Supporting Secure Multi-GPU Computing with Dynamic and Batched Metadata Management

Published in HPCA, 2024

Seonjin Na, Jungwoo Kim, Sunho Lee, and Jaehyuk Huh, "Supporting Secure Multi-GPU Computing with Dynamic and Batched Metadata Management", the 30th IEEE International Symposium on High-Performance Computer Architecture ( HPCA ), March 2024

With growing problem sizes for GPU computing, multi-GPU systems with fine-grained memory sharing have emerged to improve the current coarse-grained unified memory support based on page migration. Such multi-GPU systems with shared memory pose a new challenge in securing CPU-GPU and inter-GPU communications, as the cost of secure data transfers adds a significant performance overhead. There are two overheads of secure communication in multi-GPU systems: First, extra overhead is added to generate one-time pads (OTPs) for authenticated encryption. Second, the security metadata such as MACs and counters passed along with encrypted data consume precious network bandwidth. This study investigates the performance impact of secure communication in multi-GPU systems and evaluates the prior CPU-oriented OTP precomputation schemes adapted for multi-GPU systems.
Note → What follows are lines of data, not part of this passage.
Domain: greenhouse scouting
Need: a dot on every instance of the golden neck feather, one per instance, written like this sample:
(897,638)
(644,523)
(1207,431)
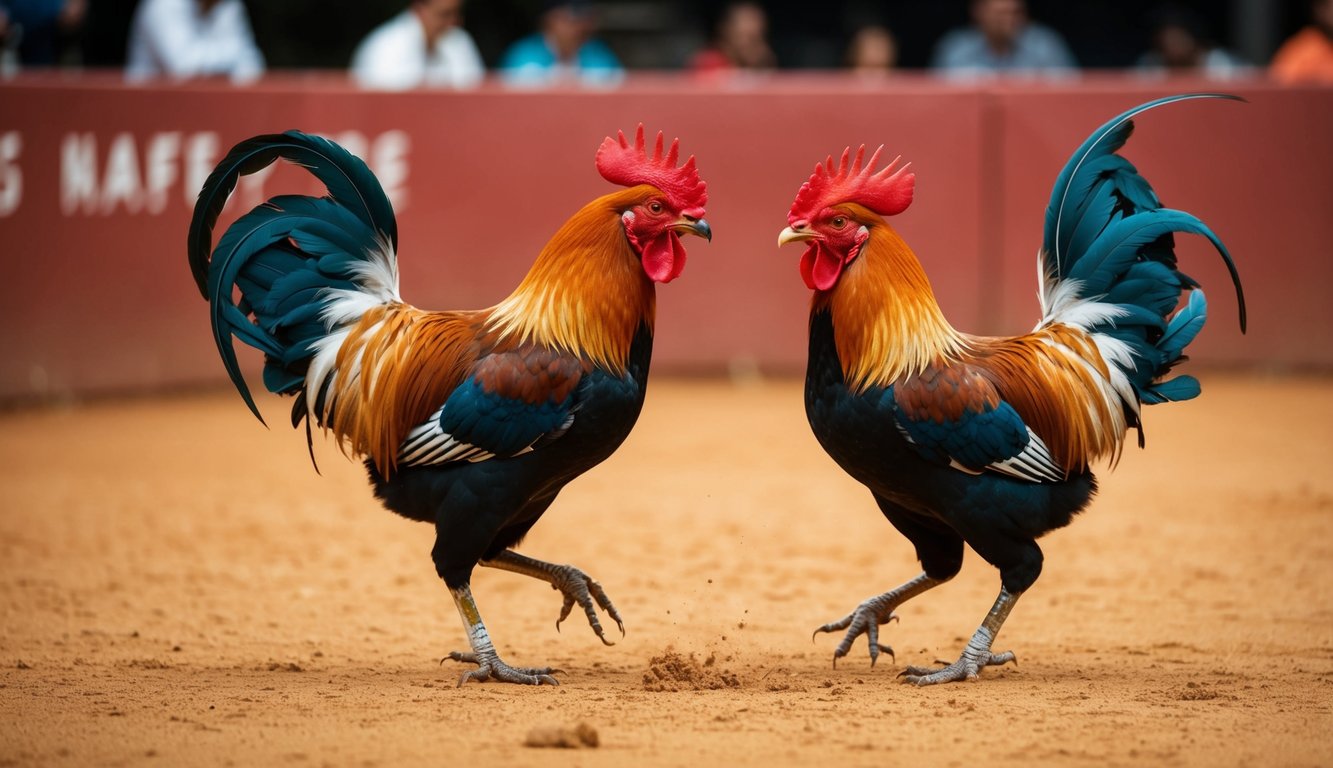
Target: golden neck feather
(887,324)
(587,292)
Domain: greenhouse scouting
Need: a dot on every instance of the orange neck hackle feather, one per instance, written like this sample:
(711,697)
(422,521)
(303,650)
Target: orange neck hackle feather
(587,294)
(887,323)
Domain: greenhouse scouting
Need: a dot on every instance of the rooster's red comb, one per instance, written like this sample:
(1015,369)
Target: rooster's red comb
(620,163)
(887,192)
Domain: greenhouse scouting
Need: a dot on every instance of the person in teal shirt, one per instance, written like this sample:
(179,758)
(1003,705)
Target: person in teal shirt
(563,51)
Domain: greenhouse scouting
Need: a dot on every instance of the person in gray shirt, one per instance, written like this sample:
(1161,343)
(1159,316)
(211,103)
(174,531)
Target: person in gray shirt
(1001,40)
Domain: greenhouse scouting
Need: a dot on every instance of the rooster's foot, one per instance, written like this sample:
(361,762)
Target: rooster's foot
(864,620)
(965,668)
(577,587)
(489,667)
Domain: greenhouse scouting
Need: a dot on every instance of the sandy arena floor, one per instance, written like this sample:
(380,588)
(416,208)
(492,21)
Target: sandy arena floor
(179,588)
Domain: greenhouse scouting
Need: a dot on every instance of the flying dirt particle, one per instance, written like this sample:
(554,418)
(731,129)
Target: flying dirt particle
(672,671)
(563,738)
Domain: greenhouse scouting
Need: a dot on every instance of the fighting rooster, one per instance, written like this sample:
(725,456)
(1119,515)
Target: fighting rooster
(988,440)
(472,420)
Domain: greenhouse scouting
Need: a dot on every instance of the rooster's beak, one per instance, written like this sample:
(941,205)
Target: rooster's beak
(692,226)
(791,235)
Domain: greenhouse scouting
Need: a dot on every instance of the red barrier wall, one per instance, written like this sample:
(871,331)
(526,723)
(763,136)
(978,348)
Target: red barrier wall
(96,183)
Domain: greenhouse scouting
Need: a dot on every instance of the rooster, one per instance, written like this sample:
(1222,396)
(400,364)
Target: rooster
(472,420)
(983,440)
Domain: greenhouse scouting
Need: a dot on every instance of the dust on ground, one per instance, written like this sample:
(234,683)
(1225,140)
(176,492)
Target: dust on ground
(180,588)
Our investigation identifies the challenge with the limited OTP buffers for inter-GPU communication and the opportunity to reduce traffic for security meta-data with bursty communications in GPUs. Based on the analysis, this paper proposes a new dynamic OTP buffer allocation technique, which adjusts the buffer assignment for each source-destination pair to reflect the communication patterns. To address the bandwidth problem by extra security metadata, the study employs a dynamic batching scheme to transfer only a single set of metadata for each batched group of data responses. The proposed design constantly tracks the communication pattern from each GPU, periodically adjusts the allocated buffer size, and dynamically forms batches of data transfers. Our evaluation shows that in a 16-GPU system, the proposed scheme can improve the performance by 13.2% and 17.5% on average from the prior cached and private schemes, respectively.